3.2.2 Validation of inflow, precipitation and evaporation timeseries

The period of 1991–2015 was selected as the validation period for the inflow timeseries. In the validation period, most of the peaks of observed inflow timeseries were found slightly above the model simulated values. In the inflow timeseries, the seasonal trend was more prominent. Therefore, seasonal ARIMA model structure was found to be best fitted for the inflow timeseries. It was compared with the observed flows and found the values of R2, RMSE, MAE as 0.85, 195 and 145, respectively. After the validation, the same ARIMA model structure was used to forecast the inflow timeseries for the period of 2016–2030. In the validation period of 2005–2015, the first peak of simulated flows is slightly higher than that of the observed flows as shown in Fig. 4a. In the year of 2007, maximum value of inflow is 1961 cumecs, whereas in the same year, the simulated flows exhibited a peak value of 1280 cumecs. The next year 2008, the observed inflows are lower than the simulated flows.

In the validation period, precipitation peaks were fluctuated between values of 150 and 330 mm. The precipitation peak was decreased from years of 2006 to 2010 and afterwards again raised. However, in the last 2 years of the validation period, the simulated peaks were higher than the observed timeseries. The values of 31.7 and 21 were found for RMSE and MAE, respectively during the comparison of observed and model-simulated precipitation timeseries as shown in Fig. 4b.
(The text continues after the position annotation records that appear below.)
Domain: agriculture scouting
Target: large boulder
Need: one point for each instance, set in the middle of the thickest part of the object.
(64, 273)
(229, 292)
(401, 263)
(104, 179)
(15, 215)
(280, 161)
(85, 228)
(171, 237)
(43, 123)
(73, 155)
During the validation period (2006–2015) of evaporation timeseries, the same ARIMA model structure was used as that of during the calibration process and found that the simulated evaporation timeseries was comparable with the observed evaporation data. The first three peaks of timeseries were overlapped with the simulated values. The values of statistical parameters of MAE and RMSE values were found as 14.5 and 31, respectively. Few sudden peaks in the observed values were found slightly deviating with simulated values as shown in Fig. 4c.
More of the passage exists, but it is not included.